Maintaining state in medium to large sized Angular applications can be a challenge. We load data from various API’s, after that we will typically:
- Map model properties to some more component/angular friendly properties.
- Spread the data out and add or extract what you need.
- Toggle other API calls.
From there, we figure out where to store the data. We can make an API call and simply store the data locally to some component. The problem with that? Chances are the component is not permanent. If it’s destroyed and re-initialized, you just have to go out and get that data from the API again.
A few ways to approach that state problem:
- Store the data in a higher level component where you’re “certain” the component will not be destroyed.
- Create a service (singleton for which ever module(s) you need it in). Store your data here so any component that has access to the service can access.
- Use some sort of state management library like NgRx, NgXs, etc…
All of these approaches are often used in conjunction. Store data in a component, and maybe let caching maintain the state. However, caching is often not an acceptable solution. If your data is likely to change, you can’t necessarily rely on cached data.
If you just use a service, you run the risk of losing track of how and when your data is being changed. Any component can access it, and as the application grows keeping checks and balances on your data becomes increasingly more difficult.
The idea of maintaining the state of your data is simple, but the simplicity quickly fades away as more developers are involved and the size of your application grows. People will make mistakes and mutate data that shouldn’t be mutated. Or make API calls that do not need to be duplicated.
As that is happening we have to think about how to handle intermediate states. The times we are waiting for data to come down the pipeline and the times when the pipeline breaks. Loading, errors, success, idle time. Those are what I call transient states, and we need a way to consistently handle those states at lowest and highest levels of the application.
Is there a solution?
I like to think so! If we look at all of the tools in our tool belt, we can come up with some creative solutions. For smaller applications, I recommend sticking with singletons. Where each service maps to whichever API it is pulling data from. In addition, that service can maintain flags for loading, errors, idle, and so on… If your data can afford it, then adding client side caching can increase the performance of your application dramatically. Each one of your services can have its own map where ever you are storing your cached data (local storage, locally scoped value, etc…). That map should handle storing the data, the max-age of your cached data, and a flag that will force the cached data to be ignored at the next request.
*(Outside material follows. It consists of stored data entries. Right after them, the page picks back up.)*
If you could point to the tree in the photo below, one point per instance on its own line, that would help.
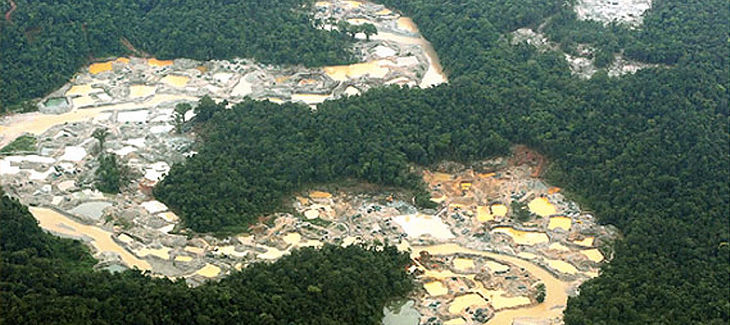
(100, 134)
(111, 174)
(178, 116)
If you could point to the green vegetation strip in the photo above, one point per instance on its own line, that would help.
(49, 40)
(25, 143)
(48, 280)
(647, 152)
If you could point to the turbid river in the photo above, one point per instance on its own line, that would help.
(556, 296)
(100, 239)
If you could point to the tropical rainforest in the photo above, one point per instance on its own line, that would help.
(48, 280)
(647, 152)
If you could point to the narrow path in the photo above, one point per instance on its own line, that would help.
(13, 6)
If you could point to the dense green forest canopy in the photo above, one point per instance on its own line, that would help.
(47, 41)
(48, 280)
(647, 152)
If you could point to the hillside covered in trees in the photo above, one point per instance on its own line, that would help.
(47, 41)
(647, 152)
(48, 280)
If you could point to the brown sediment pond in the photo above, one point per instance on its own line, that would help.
(556, 296)
(435, 74)
(101, 240)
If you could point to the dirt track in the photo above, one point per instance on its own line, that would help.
(13, 6)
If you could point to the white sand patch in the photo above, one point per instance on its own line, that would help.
(74, 154)
(154, 206)
(384, 51)
(166, 229)
(627, 11)
(417, 225)
(222, 77)
(137, 142)
(132, 116)
(34, 175)
(66, 185)
(161, 128)
(406, 61)
(125, 151)
(242, 88)
(156, 171)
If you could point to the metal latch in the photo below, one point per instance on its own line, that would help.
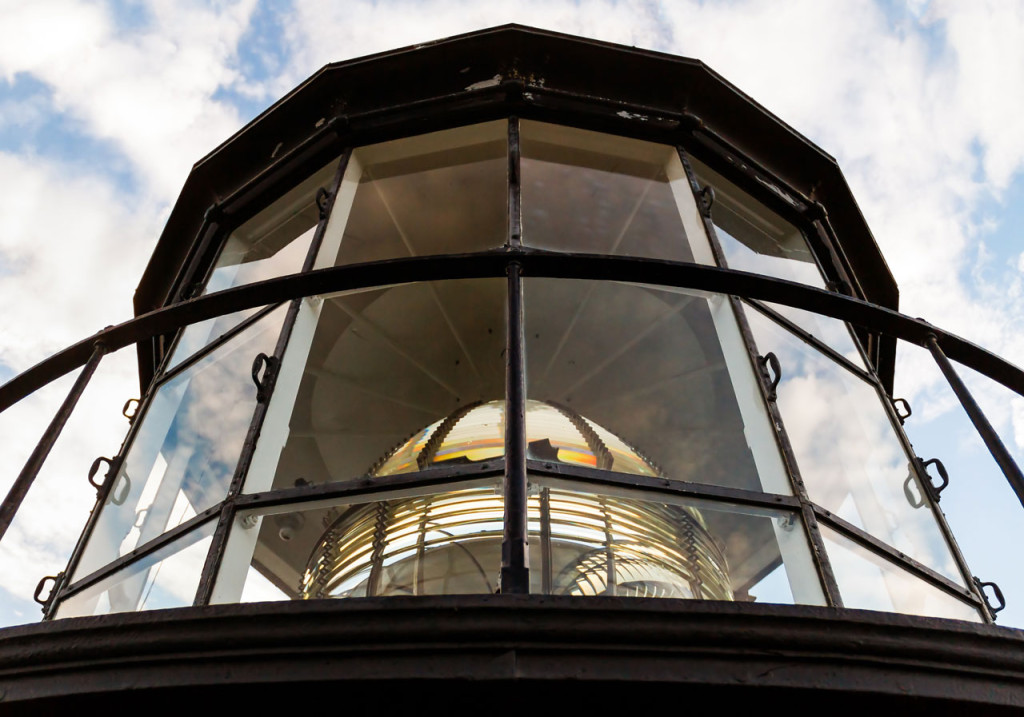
(930, 488)
(995, 591)
(707, 198)
(130, 416)
(902, 409)
(45, 601)
(267, 365)
(770, 360)
(322, 197)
If you’ve got a larger application, some guidelines should be set for the application. The one-way data flow concept has a lot of benefits. It makes your data more predictable and makes it more difficult for interference from other components. The easiest way I’ve accomplished a protected one-way data flow is with NgRx. Dispatch an action, the effect of that action will make an API call, and then that data will be inserted into a store (basically just a dumb singleton). You then listen for that data reactively by selecting data from the store and then observing it.
Both of those solutions have issues. As stated before, just depending on services to maintain your data will more than likely result in inconsistent patterns and thus, mistakes. NgRx requires a lot of boiler plate code, and has a fairly steep learning curve if reactive programming is not something you are well practiced in.
In the end, if your application size dictates it, having strict patterns that NgRx enforces will benefit the maintainability and growth of the application. It creates a baseline of how data is managed and forces developers to follow patterns that are otherwise very difficult to follow. That doesn’t mean it has to be NgRx. There just has to be a pattern to it.
This is just part 1, I’ll be expanding on all of this soon so we can look into some common state management patterns a long with some tricks and tips.
I am most looking forward to explaining my approach on the transient states I mentioned above using NgRx.